In a letter to Georgia Secretary of State Brad Raffensperger, Worley said that “such an incident, splashed as it is across every local and national news outlet, cannot be ignored or brushed aside."

Per The Post, in the hour-long recording made of a phone call on Saturday (January 2), the outgoing president can be heard speaking to Raffensperger, asking him to find votes in the state of Georgia to help overturn the election in order to defeat current president-elect Joe Biden.

You can listen to the recording in question in the video below:
[[youtubewidget||https://www.youtube.com/watch?v=NE20HAkOhDM]]

While insisting that he had won the election in Georgia, Trump can be heard espousing a number of unfounded claims - at one point telling Raffensperger that he could be held criminally liable if he refused to report the ballots.

Trump goes on to make unverified claims that ballots had been shredded by the Biden campaign and that voting machinery was removed from Fulton County.

At one point in the recording, Trump states:

"All I want to do is this. I just want to find 11,780 votes, which is one more than we have. Because we won the state.

"The people of Georgia are angry, the people in the country are angry, and there's nothing wrong with saying, you know, um, that you've recalculated.

"You know what they did and you're not reporting it. That's a criminal offence. You can't let that happen. That's a big risk to you and to Ryan, your lawyer."

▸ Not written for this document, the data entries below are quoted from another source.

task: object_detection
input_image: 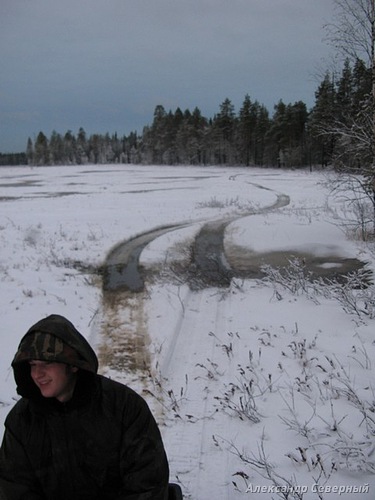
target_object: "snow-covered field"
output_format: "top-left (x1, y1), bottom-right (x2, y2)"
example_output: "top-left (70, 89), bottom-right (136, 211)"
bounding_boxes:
top-left (0, 165), bottom-right (375, 500)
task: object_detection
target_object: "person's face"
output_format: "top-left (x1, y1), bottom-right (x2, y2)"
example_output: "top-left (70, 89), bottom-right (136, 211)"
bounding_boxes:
top-left (30, 360), bottom-right (78, 403)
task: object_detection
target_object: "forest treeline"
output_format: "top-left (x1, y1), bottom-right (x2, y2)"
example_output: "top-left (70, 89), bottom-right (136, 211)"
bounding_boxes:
top-left (13, 59), bottom-right (372, 168)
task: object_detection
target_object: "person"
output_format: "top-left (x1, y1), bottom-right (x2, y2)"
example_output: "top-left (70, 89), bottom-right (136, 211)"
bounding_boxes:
top-left (0, 315), bottom-right (169, 500)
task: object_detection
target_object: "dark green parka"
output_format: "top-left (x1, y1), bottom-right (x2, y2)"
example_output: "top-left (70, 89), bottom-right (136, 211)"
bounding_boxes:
top-left (0, 315), bottom-right (168, 500)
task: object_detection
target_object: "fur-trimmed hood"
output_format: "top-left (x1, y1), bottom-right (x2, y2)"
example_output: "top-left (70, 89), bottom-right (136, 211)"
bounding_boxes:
top-left (12, 314), bottom-right (98, 398)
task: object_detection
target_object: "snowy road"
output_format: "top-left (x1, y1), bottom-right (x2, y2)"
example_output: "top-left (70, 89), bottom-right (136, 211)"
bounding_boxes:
top-left (0, 165), bottom-right (375, 500)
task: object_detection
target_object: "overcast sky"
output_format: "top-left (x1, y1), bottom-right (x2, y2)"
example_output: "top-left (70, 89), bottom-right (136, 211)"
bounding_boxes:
top-left (0, 0), bottom-right (333, 153)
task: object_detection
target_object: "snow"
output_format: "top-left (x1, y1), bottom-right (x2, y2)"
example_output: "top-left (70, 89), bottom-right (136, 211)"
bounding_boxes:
top-left (0, 165), bottom-right (375, 500)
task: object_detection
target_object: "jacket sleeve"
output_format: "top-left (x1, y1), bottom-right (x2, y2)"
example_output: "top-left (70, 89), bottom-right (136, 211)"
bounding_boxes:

Per BBC News, Raffensperger can be heard replying:

"Well, Mr. President, the challenge that you have is, the data you have is wrong. We did an audit of that and we proved conclusively that they were not scanned three times.

"You have people who submit information and we have our people that submit information, and then it comes before the court and the court has to make a determination. We have to stand by our numbers, we believe our numbers are right."

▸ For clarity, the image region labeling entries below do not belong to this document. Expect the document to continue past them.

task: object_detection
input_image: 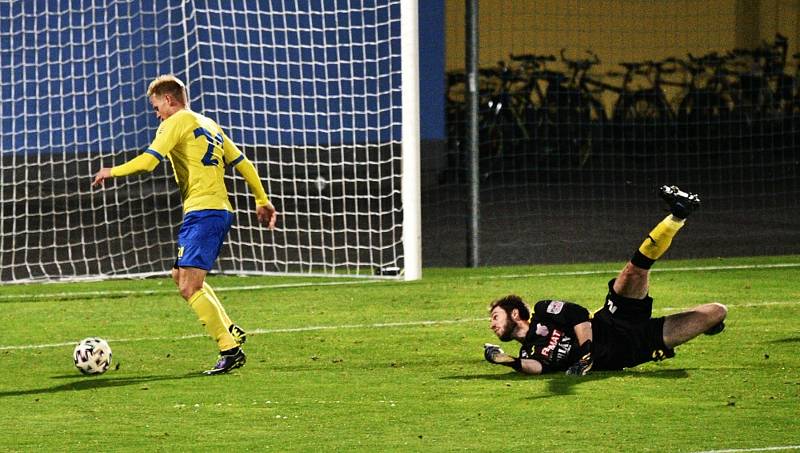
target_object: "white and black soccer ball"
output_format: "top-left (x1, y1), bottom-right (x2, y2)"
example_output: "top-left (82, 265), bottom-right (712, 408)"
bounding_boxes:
top-left (72, 337), bottom-right (111, 374)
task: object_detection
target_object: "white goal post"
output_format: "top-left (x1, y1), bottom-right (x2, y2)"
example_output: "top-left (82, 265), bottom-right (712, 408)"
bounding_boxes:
top-left (0, 0), bottom-right (421, 283)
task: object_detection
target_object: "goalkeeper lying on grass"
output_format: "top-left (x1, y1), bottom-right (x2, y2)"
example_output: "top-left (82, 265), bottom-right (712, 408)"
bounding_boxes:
top-left (484, 186), bottom-right (727, 376)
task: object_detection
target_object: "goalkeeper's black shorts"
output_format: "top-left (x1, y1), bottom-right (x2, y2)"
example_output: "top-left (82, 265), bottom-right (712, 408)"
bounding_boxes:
top-left (592, 279), bottom-right (675, 370)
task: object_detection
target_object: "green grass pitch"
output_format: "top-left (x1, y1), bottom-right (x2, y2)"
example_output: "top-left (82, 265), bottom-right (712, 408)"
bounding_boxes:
top-left (0, 256), bottom-right (800, 452)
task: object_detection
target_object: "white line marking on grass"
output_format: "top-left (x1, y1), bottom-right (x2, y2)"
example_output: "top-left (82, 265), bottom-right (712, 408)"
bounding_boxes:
top-left (0, 280), bottom-right (386, 301)
top-left (0, 318), bottom-right (488, 351)
top-left (478, 263), bottom-right (800, 280)
top-left (694, 445), bottom-right (800, 453)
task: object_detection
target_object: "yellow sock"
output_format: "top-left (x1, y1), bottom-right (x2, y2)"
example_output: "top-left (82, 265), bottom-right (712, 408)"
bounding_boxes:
top-left (189, 288), bottom-right (239, 351)
top-left (639, 215), bottom-right (684, 261)
top-left (203, 281), bottom-right (233, 329)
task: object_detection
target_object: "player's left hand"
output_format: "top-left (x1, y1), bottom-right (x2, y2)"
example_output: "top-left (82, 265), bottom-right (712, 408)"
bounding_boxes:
top-left (483, 343), bottom-right (505, 363)
top-left (567, 353), bottom-right (594, 376)
top-left (567, 340), bottom-right (594, 376)
top-left (92, 167), bottom-right (111, 187)
top-left (483, 343), bottom-right (515, 366)
top-left (256, 203), bottom-right (278, 230)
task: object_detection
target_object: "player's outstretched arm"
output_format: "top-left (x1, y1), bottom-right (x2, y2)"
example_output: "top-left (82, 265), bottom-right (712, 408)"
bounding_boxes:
top-left (483, 343), bottom-right (542, 374)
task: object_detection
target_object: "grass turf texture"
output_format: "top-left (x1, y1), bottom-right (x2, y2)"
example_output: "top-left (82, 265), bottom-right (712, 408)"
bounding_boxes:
top-left (0, 256), bottom-right (800, 452)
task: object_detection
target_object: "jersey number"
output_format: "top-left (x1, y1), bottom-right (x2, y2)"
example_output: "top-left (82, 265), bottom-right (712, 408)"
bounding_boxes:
top-left (194, 127), bottom-right (222, 167)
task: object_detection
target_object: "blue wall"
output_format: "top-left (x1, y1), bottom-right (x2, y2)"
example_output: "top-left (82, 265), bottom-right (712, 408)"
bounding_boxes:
top-left (0, 0), bottom-right (444, 153)
top-left (419, 0), bottom-right (447, 140)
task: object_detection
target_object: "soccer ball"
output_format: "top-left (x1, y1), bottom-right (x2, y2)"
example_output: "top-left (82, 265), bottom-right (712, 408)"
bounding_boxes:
top-left (72, 337), bottom-right (111, 374)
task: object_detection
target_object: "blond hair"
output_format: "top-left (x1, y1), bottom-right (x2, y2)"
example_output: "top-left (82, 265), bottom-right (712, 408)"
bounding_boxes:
top-left (147, 74), bottom-right (189, 105)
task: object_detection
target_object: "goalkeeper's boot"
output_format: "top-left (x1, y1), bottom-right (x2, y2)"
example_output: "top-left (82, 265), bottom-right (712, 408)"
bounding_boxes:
top-left (228, 324), bottom-right (247, 346)
top-left (203, 347), bottom-right (247, 376)
top-left (658, 186), bottom-right (700, 219)
top-left (703, 321), bottom-right (725, 335)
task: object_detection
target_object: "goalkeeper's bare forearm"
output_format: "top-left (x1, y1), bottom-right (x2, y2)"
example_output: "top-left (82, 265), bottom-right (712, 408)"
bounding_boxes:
top-left (483, 343), bottom-right (542, 374)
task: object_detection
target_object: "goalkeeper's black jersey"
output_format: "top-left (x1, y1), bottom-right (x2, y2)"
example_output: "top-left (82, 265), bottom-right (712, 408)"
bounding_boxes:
top-left (519, 300), bottom-right (586, 373)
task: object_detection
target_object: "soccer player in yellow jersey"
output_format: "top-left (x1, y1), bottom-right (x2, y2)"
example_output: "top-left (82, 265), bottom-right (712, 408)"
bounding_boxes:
top-left (92, 75), bottom-right (277, 375)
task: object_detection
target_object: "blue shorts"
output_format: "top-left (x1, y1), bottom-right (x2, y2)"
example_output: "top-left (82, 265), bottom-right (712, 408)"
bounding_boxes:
top-left (174, 209), bottom-right (233, 271)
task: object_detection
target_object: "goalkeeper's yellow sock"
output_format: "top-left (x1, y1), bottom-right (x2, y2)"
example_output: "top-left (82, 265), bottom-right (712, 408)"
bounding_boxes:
top-left (189, 288), bottom-right (239, 351)
top-left (203, 281), bottom-right (233, 329)
top-left (631, 215), bottom-right (685, 269)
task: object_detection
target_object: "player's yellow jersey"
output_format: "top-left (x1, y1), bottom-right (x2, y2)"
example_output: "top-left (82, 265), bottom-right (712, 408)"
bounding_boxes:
top-left (147, 110), bottom-right (244, 213)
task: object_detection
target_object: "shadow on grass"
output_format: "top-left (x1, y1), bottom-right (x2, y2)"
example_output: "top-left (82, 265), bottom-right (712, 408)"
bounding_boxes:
top-left (442, 369), bottom-right (689, 400)
top-left (0, 373), bottom-right (207, 398)
top-left (767, 337), bottom-right (800, 344)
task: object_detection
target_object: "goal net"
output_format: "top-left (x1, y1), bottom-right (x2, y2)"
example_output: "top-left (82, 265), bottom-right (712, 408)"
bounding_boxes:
top-left (0, 0), bottom-right (419, 282)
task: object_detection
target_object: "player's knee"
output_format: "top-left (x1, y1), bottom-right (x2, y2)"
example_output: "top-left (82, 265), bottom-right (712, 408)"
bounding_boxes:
top-left (178, 281), bottom-right (203, 300)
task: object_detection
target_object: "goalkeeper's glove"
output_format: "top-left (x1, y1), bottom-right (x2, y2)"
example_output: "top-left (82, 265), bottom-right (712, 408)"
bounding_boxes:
top-left (483, 343), bottom-right (522, 371)
top-left (567, 340), bottom-right (594, 376)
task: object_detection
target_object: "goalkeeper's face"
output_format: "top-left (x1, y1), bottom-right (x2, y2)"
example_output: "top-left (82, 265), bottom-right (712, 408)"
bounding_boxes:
top-left (489, 307), bottom-right (517, 341)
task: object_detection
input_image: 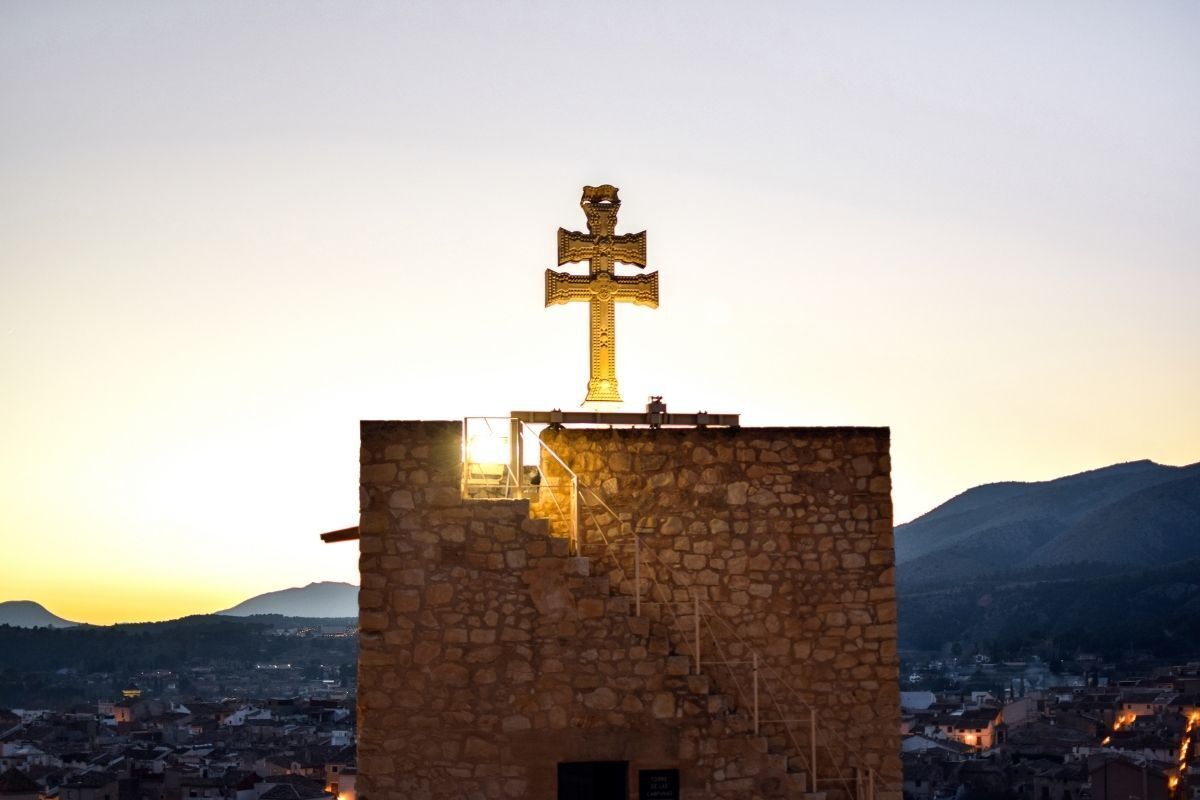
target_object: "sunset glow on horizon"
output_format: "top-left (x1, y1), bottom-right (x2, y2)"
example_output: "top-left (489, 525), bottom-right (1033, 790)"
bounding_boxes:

Addressing the leaked recording in a tweet made to his 88.5 million followers made on January 3, Trump later wrote:

"I spoke to Secretary of State Brad Raffensperger yesterday about Fulton County and voter fraud in Georgia. He was unwilling, or unable, to answer questions such as the 'ballots under table' scam, ballot destruction, out of state 'voters', dead voters, and more. He has no clue! [sic]"

However, Raffensperger himself defiantly retweeted Trump, writing in reply: "Respectfully, President Trump: What you're saying is not true. The truth will come out."